For Spain and Portugal the journey from dictatorship to European Union membership took little more than a decade, but for the nations of post-communist Europe it could last anything up to double that.
Economists and academics from East and West believe countries such as Poland and the Czech Republic will be lucky to join the EU by the middle of the next decade, with the prospects for Hungary only a little better.
Most forecast that the Czech Republic, Estonia, Poland and Slovenia will join in 2005.
For Hungary, which perhaps leads the central Europeans in preparing for EU membership, the forecast was 2004 along with Cyprus, the only fast track applicant never ruled by communists.
Mr Anthony Thomas, central European economist at Dresdner Kleinwort Benson in London, forecast that all six countries could join in 2005, but stressed this was only the earliest possible date. "In reality it will be nearer 2008 or 2009," he said.

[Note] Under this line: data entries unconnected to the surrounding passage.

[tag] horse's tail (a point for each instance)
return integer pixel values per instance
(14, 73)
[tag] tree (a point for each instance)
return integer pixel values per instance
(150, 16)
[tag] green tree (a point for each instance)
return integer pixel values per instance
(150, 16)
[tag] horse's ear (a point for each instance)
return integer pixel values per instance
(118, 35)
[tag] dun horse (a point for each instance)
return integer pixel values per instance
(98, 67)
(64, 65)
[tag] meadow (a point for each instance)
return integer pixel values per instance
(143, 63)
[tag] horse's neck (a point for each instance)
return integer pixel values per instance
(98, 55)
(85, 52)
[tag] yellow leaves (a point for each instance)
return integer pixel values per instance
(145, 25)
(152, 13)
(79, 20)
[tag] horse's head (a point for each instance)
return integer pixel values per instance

The central Europeans overthrew communism in 1989 so the forecasts mean they will take anything between 16 and 20 years finally to join the club of rich European democracies.

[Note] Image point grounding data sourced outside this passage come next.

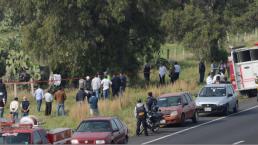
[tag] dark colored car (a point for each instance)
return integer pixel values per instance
(101, 130)
(177, 107)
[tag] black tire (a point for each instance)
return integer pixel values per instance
(226, 110)
(126, 140)
(155, 128)
(182, 123)
(236, 107)
(195, 117)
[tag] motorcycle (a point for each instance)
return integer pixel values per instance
(153, 121)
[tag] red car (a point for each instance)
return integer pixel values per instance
(26, 133)
(101, 130)
(177, 107)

In contrast Spain joined the EU 11 years after the death of the dictator General Franco. Portugal was in 12 years after military rule collapsed in 1974 and Greece took seven years.
Most of the central European countries hope to join in 2003 and Hungary a year earlier. But this looks over-optimistic and the EU has avoided setting any
target dates for enlargement.
It simply has other worries. The European visionary Helmut Kohl has been voted out as German chancellor. The present generation of EU leaders have more immediate problems, such as making monetary union work and reforming the budget and voting system.
"Enlargement is a top priority but not the highest one," said Mr Jan Stankovsky, of the WIFO research institute in Vienna.
"Since the change in the political scene in Germany the priority of enlargement is not as great as under Mr Kohl."
Kohl harnessed euphoria after the fall of the Berlin Wall in 1989 to push for EU enlargement to create a zone of stability and prosperity to the East. But ten years on the visionaries are gone or distracted and the profit and loss account now matters.
Recruiting in the East will not be cheap as a major aim of EU policies is to narrow the gap between the richest and poorest member states. After 40 years of communism that gap is wide.
Slovenia was never part of the Soviet bloc and developed better under the less dogmatic Yugoslav model of socialism. Yet its gross domestic product per head of population is only 60 per cent of the EU average, when adjusted for purchasing power.